Hello, On Thu 19-01-12 19:01:18, rst@suissimage.ch wrote:
yes we were using ext4 on 11.2 as well. We had no noticeable latencies with 11.2, so I don't know exact values. The restored DB file is 20GB on a machine with 48GB of RAM. OK.
We are already using deadline scheduler. Noop seemed worse but didn't make any qualitative measurements. Cfq was definitely waaay worse.
Interesting what you wrote about some bug with fsync in 2.6.31. If fsync didn't work as it should have then maybe that's why massive write io by one process didn't impact others as much.
Had already planned to try the nobarrier mount option. Glad y'all are recommending it as well. Seeing we have UPS and BUU on Raid Card we should be fine ;-).
Just remounted our filesystems with barrier=0. Didn't help it much if at all. Ok, so one thing less to care about.
So I did some initial blktrace, blkparse, btt runs and boy does that deliver loads of numbers.

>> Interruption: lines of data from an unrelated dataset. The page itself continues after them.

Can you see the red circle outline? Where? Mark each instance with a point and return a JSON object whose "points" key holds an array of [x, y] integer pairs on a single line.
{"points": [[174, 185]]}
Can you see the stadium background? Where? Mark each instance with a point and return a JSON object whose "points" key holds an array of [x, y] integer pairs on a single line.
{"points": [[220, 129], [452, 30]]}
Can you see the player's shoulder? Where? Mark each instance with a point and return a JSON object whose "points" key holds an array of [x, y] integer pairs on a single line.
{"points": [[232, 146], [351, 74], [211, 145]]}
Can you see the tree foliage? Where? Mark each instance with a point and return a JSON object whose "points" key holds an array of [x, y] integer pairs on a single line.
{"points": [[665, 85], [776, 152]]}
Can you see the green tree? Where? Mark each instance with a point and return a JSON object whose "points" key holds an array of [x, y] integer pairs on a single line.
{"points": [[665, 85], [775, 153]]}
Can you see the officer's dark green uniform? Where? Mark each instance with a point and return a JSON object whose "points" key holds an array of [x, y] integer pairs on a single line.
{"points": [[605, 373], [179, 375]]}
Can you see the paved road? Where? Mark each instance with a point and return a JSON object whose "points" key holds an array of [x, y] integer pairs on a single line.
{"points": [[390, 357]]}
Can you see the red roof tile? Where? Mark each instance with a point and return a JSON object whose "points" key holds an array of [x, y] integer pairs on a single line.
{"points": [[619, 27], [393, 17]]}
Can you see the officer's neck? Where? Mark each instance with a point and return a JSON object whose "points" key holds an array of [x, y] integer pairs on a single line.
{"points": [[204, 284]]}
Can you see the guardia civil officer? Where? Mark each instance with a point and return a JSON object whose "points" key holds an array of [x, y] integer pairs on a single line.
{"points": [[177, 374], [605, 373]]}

Here the first few lines from a btt over the combined trace and the tail from the blktrace:
Total (sda): Reads Queued: 979, 8,332KiB Writes Queued: 60,185, 17,860MiB Read Dispatches: 943, 8,332KiB Write Dispatches: 58,089, 17,860MiB Reads Requeued: 0 Writes Requeued: 0 Reads Completed: 941, 8,324KiB Writes Completed: 58,089, 17,860MiB Read Merges: 35, 636KiB Write Merges: 2,096, 10,368KiB IO unplugs: 337 Timer unplugs: 0
Throughput (R/W): 142KiB/s / 305,389KiB/s Events (sda): 423,130 entries Skips: 0 forward (0 - 0.0%)
300MB/s write ain't that bad for a 6x300GB 10KRpm SAS Drives RAID10. I am not sure our system was any faster under 11.2/2.6.31. Yeah, 300MB/s looks reasonable. That's 100MB/s per drive. You could maybe do more with good SAS drives but it's definitely not going to be the difference between "not noticeable latency" and "15 second latency". So I don't think latency is caused by a drop in throughput as such.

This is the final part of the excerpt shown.